Soegara yang disebut-sebut menunduk. Perasaan tidak enak melanda dirinya. Terutama pada Bally. Ia melihat wajah Bally yang tadinya sumringah kini berubah muram. Kata-kata Donita mengenai hingga ke hatinya. Tentu itu menyakitkan. Dan Soegara dilibatkan dalam hal ini. Seharusnya tidak begitu.
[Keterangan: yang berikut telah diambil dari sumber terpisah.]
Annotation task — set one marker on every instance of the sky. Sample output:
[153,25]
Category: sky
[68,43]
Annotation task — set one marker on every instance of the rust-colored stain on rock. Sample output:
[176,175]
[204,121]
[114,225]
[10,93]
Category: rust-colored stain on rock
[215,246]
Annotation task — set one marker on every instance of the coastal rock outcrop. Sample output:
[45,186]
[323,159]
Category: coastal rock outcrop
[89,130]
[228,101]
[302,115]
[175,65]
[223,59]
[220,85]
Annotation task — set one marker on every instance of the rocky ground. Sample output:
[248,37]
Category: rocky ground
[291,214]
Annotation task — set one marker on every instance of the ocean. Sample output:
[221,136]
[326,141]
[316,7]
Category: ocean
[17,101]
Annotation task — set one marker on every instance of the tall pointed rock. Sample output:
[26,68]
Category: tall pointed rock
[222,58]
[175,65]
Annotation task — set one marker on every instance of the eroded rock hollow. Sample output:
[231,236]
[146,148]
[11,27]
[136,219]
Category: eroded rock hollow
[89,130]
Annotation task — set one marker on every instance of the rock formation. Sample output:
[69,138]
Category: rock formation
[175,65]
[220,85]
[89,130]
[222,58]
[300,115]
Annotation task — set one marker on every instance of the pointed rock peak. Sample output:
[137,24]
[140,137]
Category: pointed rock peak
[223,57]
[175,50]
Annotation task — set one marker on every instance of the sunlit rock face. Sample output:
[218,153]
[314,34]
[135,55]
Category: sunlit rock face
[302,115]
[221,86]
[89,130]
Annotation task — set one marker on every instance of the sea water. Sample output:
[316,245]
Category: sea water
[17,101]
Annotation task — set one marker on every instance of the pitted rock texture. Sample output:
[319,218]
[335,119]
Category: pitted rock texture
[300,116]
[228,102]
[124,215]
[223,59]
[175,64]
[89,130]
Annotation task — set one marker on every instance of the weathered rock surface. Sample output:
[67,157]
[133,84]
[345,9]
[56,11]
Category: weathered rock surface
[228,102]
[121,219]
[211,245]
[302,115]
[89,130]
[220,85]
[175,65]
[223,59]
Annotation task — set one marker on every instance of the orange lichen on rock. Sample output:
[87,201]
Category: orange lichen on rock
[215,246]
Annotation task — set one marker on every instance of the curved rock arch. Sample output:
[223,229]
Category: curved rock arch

Persis seperti Soegara, Smarta menangkap hal yang sama pada Bally. Sekarang guru BK yang ada disampingnya tidak berani mengangkat muka lebih tinggi. Pandangannya menerawangan. Rasa bahagianya menguap pelan-pelan. Semakin lama Donita berbicara disana, selama itu pula ia menunduk. Seharusnya tidak begitu.
“Itu saja, terima kasih. Wassalamu’alaikum.”
Donita bergabung dengan tiga nominator lainnya. Bally yang tidak mengangkat muka, Smarta yang tidak lagi serileks sebelumnya, dan Soegara yang merasa bersalah.
“Puas!”
Melihat itu Donita merasa benar-benar menang.
******
“Sedikit banyak saya setuju dengan ucapan Ms. Donita waktu itu. Sistem pemilihan harus dirubah. Cara lama lebih mempunyai nilai. Dan betul juga, seharusnya yang mendapatkan penghargaan hari itu adalah Soegara. Buktinya sudah didepan mata.” Pak Imtihan berucap kepada empat wakil kepala sekolah.
Sekolah Bintang menduduki peringkat teratas kembali dalam nilai kelulusan. Dan tahun ini lebih istimewa, nilai Bahasa Inggris salah satu siswanya menjadi yang tertinggi tingkat nasional. Itu membanggakan.